The Community Newspaper Division. Gannett missed an opportunity to rebrand its identity and jettison the paper. Some larger newspapers have tried to brand themselves as media groups made up of websites, magazines and newspapers. That's a step in the right direction, but it is more for show than actually a sea change in attitude.

So much of the industry's identity is wrapped up in the medium rather than the product that we can't really see past it. Bloggers say "Newspapers are Dying" and we need to "Save Newspapers". And we worry that journalism won't survive because it appears inexorably linked to the medium.

It's time for this industry to admit that it is spiraling out of control and needs to get in a program. So here's 12-step program for newspapers.
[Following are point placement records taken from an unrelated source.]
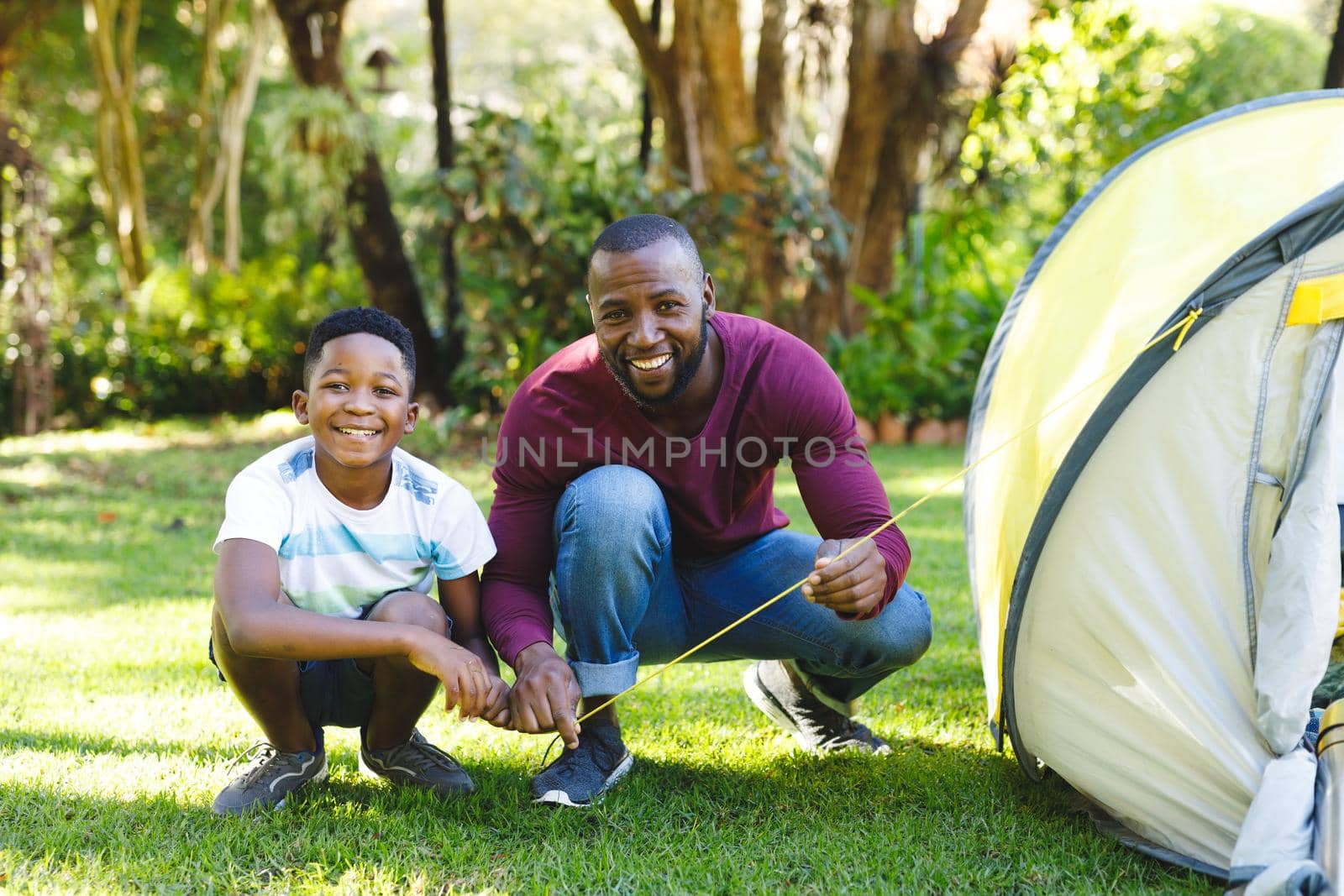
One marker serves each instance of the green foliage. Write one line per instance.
(1090, 85)
(315, 144)
(230, 343)
(1093, 83)
(922, 343)
(118, 734)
1. Admit that we are powerless over the changing market conditions and that holding onto the past has become unmanageable.

2. Believe that we are a dying industry because our customers have found us irrelevant. Honestly, that's the ultimate reason.

3. Make a decision to evolve not devolve. We will stop acting like the sky is falling!

4. Make a searching and fearless inventory of ourselves. Admit that we have completely given up most real journalism, that we are afraid to be hard hitting and that we have deeply buried all the greatness that made us indespensible. News flash: Readers have noticed this!

5. Admit to our readers that we have only given lipservice to involving them in the news gathering process. We have created forums so they could talk - to each other - not help us shape the direction of what we were covering. Most days we don't even look at that stuff.

6. We know that these defects in our character are a big part of what is dragging us down and we are ready - really ready - to change.

7. Time to remove the dead wood. We know that the future of news has a smaller footprint, so, yes, there are going to be reductions in the work force. In many cases, that dead wood sits at the top of the tree. Start hacking away - hack being the operative word here.

8. Make a list of the values that defined the news industry: inquisitiveness, skepticism, intelligence, public service, honesty, objectivity. And admit that most newspapers long ago traded those in for revenue, quick hit, easy, non-threatening, feature, good-news pap.

9. Recognize that failure to maintain Step 8 is why you are irrelevant today. That irrelevance is why readers are abandoning you in droves. That abandonment - as well as your greed - is why advertisers have slipped away. Quod erat demonstratum.

10. Accept the fact that greed is killing you. 40% profit margins are a thing of the past. Accept it and move on. If you can't get this step down, you may still be doomed!

11. Stop whining. Newspapers have been wringing their hands over lost readership since the end of World War II, when the decline started. And in the past 50 years have done very little to change the trend. In 2000, Gary Watson, then president of the Newspaper Division, told a NEXPO audience that we were not in the newspaper business; we are in the information business. Bold words repeated by executives over and over in meeting rooms and conference speeches from San Francisco to Manhattan. But words only have power when they empower action. Stop whining and start changing!

12. Take the paper out of newspaper. Change the moniker and really believe it. You are holding onto a past that is never coming back and good riddance. Step up and lead or get out of the way.

Oh, yeah, and throw out that "Journalists do it dirty" t-shirt.